- Date posted
- 49w
Bad vibes
I don't know how to explain this but: I was diagnosed with HOCD about 2 years ago ( still have it but much lighter symptoms than the onset) I had a therapist here in NOCD for a couple of months, then I found out that they don't take my insurance ( miscommunication happened) and I ended up paying thousands of dollars and stopped therapy. Ok now moving on, These days I have been feeling like I am in a bad mood most of the time and that things have bad vibes to them. It's been like that since July and I have been having those symptoms which I don't know their meaning: 1- Feeling a bad mood most of the day for no obvious reason 2- thinking that some songs, roads, places have bad vibes to them that make me feel sad and want to stop listening to these songs or driving on these roads 3- checking my mood frequently to see if it's good or bad 4- having the ability to have good time and feel happy but worrying about the bad mood that I know will come up after whatever fun thing I am doing 5- calling my sister a lot to try to figure out what is happening with me 6- can't focus on school or anything due to the overthinking and the bad vibe/mood to everything I checked depression symptoms according to dsm-5 and according to their criteria, I have less symptoms that those required for diagnosis. I don't know what to do now. Is that another type of ocd? Is that depression? Is that a completely different mental disorder?
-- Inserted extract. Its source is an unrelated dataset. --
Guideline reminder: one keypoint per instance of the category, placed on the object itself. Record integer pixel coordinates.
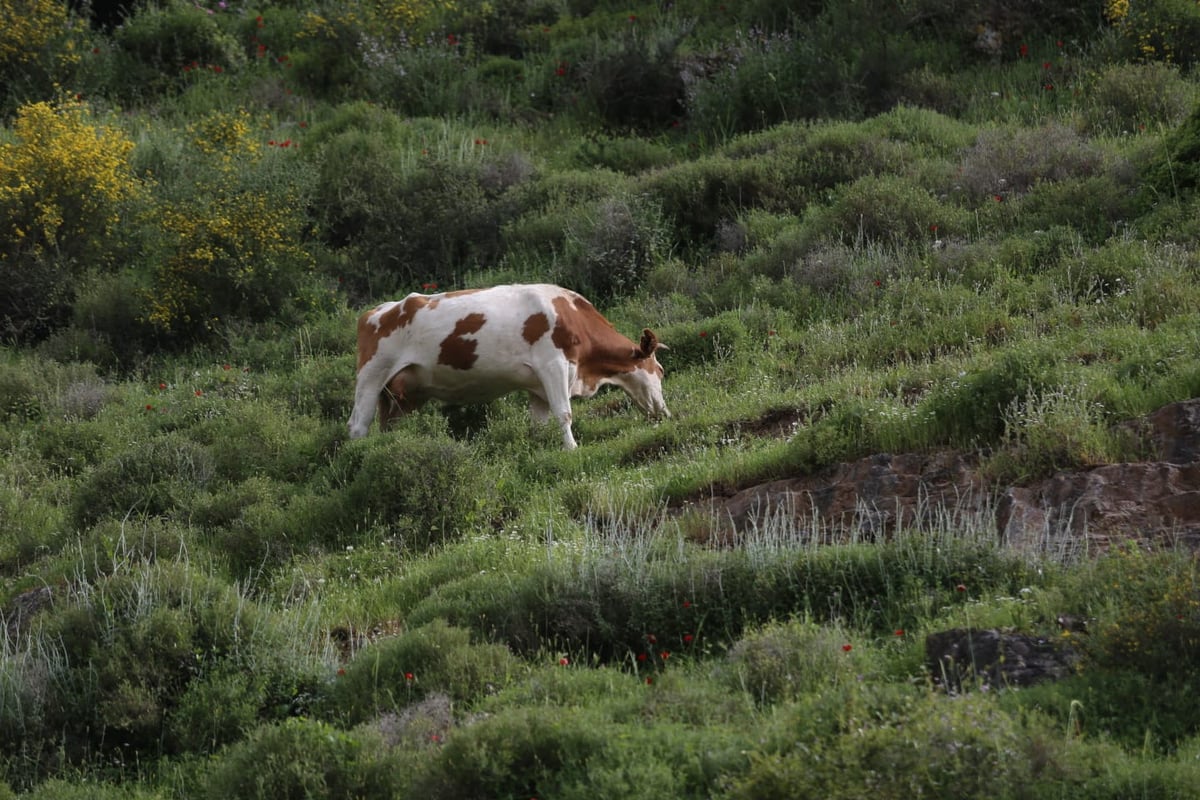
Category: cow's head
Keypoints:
(643, 383)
Or is it just a random thought that my mind obsessed on due to having ocd already? ( maybe i felt sad for a while without knowing why (like any other normal person) and then i started freaking out on why this is happening, so my mind latched on this thought because of having ocd already and having the tendency to obsess over thoughts? ) do i need to follow ERP for this thought or do I need to treat it like a random thought and just do my best to ignore it? I don't know and I don't want to get to therapy again because even though it helps but the fact that I am seeing a doctor takes me into a whole mood that I don't want to feel again.